Responding to the Royal College of Surgeons’ calls for an increase in beds, Dr Katherine Henderson, President of the Royal College of Emergency Medicine, said:

“We join with the Royal College of Surgeons in calling for a safe expansion of capacity across the health system. We urgently need staffed beds in the right places for patients, if not, the health service could once again be brought to a breaking point – to the detriment of patients and their health.

“The pressures across the health system are increasing. Primary care, elective care and urgent and emergency care are all facing a rise in demand.

“With the enormous challenge of tackling the backlog of elective care and keeping up with the patient demand in urgent and emergency care, we must have a safe expansion of capacity across the health system, including in social care.

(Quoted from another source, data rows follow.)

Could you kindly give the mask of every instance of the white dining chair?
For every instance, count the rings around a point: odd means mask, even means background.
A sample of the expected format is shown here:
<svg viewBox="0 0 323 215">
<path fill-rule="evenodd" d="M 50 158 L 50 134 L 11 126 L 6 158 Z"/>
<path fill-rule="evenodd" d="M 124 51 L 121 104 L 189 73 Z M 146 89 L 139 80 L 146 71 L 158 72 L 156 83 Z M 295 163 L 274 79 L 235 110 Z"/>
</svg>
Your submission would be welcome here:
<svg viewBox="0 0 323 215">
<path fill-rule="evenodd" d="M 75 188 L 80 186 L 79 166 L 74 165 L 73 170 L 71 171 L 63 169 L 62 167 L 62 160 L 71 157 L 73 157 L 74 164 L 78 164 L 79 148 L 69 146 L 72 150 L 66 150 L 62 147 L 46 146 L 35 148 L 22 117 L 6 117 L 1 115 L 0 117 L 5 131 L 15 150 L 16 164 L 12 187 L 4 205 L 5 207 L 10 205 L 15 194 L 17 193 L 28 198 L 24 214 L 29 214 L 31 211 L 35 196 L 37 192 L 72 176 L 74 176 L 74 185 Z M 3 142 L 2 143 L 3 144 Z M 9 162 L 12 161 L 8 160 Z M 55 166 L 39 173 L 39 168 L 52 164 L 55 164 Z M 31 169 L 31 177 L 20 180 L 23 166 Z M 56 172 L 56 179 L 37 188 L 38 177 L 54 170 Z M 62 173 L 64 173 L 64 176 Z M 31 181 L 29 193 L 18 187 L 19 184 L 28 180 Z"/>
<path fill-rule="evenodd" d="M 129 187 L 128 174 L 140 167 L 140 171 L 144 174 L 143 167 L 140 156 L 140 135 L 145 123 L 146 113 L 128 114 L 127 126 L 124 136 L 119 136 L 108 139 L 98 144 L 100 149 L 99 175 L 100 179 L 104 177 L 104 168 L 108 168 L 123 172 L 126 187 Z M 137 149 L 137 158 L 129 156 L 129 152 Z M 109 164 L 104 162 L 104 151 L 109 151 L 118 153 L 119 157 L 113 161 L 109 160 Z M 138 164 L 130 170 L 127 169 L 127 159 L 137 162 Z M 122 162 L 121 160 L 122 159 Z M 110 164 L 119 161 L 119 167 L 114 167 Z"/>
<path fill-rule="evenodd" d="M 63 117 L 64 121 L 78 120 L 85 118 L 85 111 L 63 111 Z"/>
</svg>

“Bed capacity continues to be significantly reduced (data for Q4 of 2020/21 show there were 6,631 fewer beds than in the same period of the previous year) due to infection prevention control measures – which are essential for patient safety – but as demand increases across system so too does the need for more beds. The danger is that without timely access to beds, or Same Day Emergency Care facilities, our Emergency Departments will become dangerously crowded, with unsafe corridor care returning and any hope of safe infection prevention control in the Emergency Department waiting room lost.

“We are in May, a month which typically, as in previous years, can be quieter, but currently many hospitals across the country are seeing intense pressures. And we anticipate that things will likely become busier, as the restrictions ease, with a possible threat of a further wave of covid and as we approach the autumn and winter months.

“We must have the capacity to cope with current demand and any potential increase in demand, otherwise Emergency Departments could struggle to cope, and elective care could be further delayed. There needs to be clear planning across all of Health and Social Care to identify how capacity can be urgently increased.”